If A= \(\begin{bmatrix} 3 & 1 \\ -1 & 2 \end{bmatrix}\) show that A2-5A+7I=0
Solution and Explanation
Given \(A= \begin{bmatrix} 3 & 1 \\ -1 & 2 \end{bmatrix}\)
A2=A.A =\(\begin{bmatrix} 3 & 1 \\ -1 & 2 \end{bmatrix}\)\(\begin{bmatrix} 3 & 1 \\ -1 & 2 \end{bmatrix}\)
= \(\begin{bmatrix} 3(3)+1(-1) & 3(1)+1(2) \\ -1(3)+2(-1) & -1(1)+2(2) \end{bmatrix}\)
= \(\begin{bmatrix} 9-1 & 3+2 \\ -3-2 & -1+4 \end{bmatrix}\)= \(\begin{bmatrix} 8 & 5 \\ -5 & 3 \end{bmatrix}\)
\(\therefore\) LHS=A2-5A+7I
⇒ \(\begin{bmatrix} 8 & 5 \\ -5 & 3 \end{bmatrix}\)\(-5\begin{bmatrix} 3 & 1 \\ -1 & 2 \end{bmatrix}\)\(+7\begin{bmatrix} 1 & 0 \\ 0 & 1 \end{bmatrix}\)

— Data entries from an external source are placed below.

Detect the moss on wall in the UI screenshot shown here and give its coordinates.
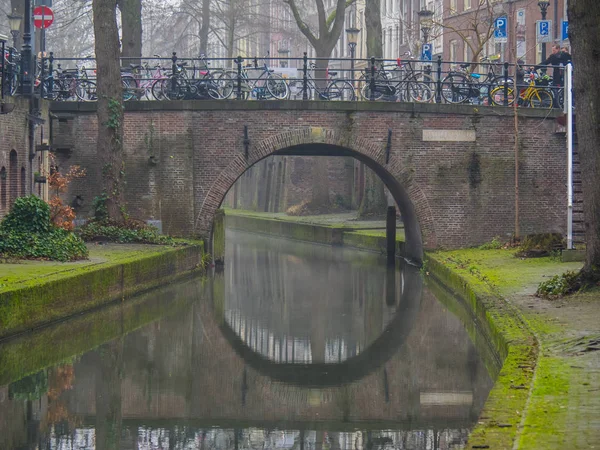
[426,254,539,449]
[211,209,225,264]
[0,245,203,338]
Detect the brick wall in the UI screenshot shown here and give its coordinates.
[53,102,566,247]
[0,97,48,218]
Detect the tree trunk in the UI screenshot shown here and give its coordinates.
[358,0,387,217]
[118,0,142,67]
[569,0,600,280]
[199,0,210,55]
[313,47,331,92]
[365,0,383,58]
[93,0,125,221]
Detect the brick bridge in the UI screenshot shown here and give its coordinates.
[51,101,566,260]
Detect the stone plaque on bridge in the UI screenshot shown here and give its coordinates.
[423,130,476,142]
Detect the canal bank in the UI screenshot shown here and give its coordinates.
[0,241,204,339]
[227,211,600,449]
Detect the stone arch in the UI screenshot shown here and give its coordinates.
[194,127,437,263]
[8,150,19,205]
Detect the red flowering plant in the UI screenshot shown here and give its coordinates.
[48,154,86,231]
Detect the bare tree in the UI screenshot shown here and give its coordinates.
[569,0,600,283]
[93,0,125,222]
[117,0,142,65]
[436,0,504,63]
[283,0,354,71]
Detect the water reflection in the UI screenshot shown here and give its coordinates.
[0,233,492,450]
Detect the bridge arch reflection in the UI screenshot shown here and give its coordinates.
[211,265,423,388]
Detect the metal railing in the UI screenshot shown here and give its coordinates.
[3,53,564,108]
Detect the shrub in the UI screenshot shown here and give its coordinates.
[0,195,51,233]
[535,271,580,298]
[0,195,88,261]
[77,219,173,245]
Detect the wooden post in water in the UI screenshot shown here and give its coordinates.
[385,206,396,265]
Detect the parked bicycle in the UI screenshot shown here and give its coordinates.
[491,71,553,108]
[358,52,435,103]
[227,53,290,100]
[441,57,514,105]
[289,64,356,101]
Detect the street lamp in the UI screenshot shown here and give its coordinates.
[346,27,360,85]
[21,0,33,95]
[6,9,23,48]
[538,0,550,61]
[417,9,433,44]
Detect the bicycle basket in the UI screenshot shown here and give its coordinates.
[535,75,552,86]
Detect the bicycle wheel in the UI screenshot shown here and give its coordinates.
[490,86,515,106]
[529,89,552,108]
[406,80,435,103]
[288,80,313,100]
[152,76,192,100]
[150,78,167,100]
[325,80,356,102]
[442,73,471,103]
[210,70,235,99]
[121,75,138,102]
[267,73,290,100]
[75,80,98,102]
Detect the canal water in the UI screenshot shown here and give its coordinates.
[0,230,500,450]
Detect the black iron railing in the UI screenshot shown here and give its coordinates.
[3,53,563,108]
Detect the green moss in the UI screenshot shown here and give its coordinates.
[0,245,203,337]
[0,279,204,385]
[519,357,575,449]
[212,209,225,261]
[427,255,538,448]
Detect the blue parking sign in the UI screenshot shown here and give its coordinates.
[561,20,569,41]
[421,44,433,61]
[536,20,552,44]
[494,16,508,43]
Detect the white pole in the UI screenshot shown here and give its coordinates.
[565,63,573,250]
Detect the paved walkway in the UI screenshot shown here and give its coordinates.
[438,249,600,450]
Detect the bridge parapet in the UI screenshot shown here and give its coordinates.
[51,100,566,247]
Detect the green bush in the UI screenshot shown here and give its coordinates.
[479,236,503,250]
[515,233,565,258]
[77,220,173,245]
[535,271,580,298]
[0,195,88,261]
[0,195,52,233]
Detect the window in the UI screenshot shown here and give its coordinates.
[450,40,458,62]
[463,37,473,62]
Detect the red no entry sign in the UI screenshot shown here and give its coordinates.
[33,6,54,28]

⇒ \(\begin{bmatrix} -7 & 0 \\ 0 & -7 \end{bmatrix}\)\(+\begin{bmatrix} 7 & 0 \\ 0 & 7 \end{bmatrix}\)
⇒ \(\begin{bmatrix} 0 & 0 \\ 0 & 0 \end{bmatrix}\)
= 0 =R.H.S
\(\therefore A^2-5A+7I=O\)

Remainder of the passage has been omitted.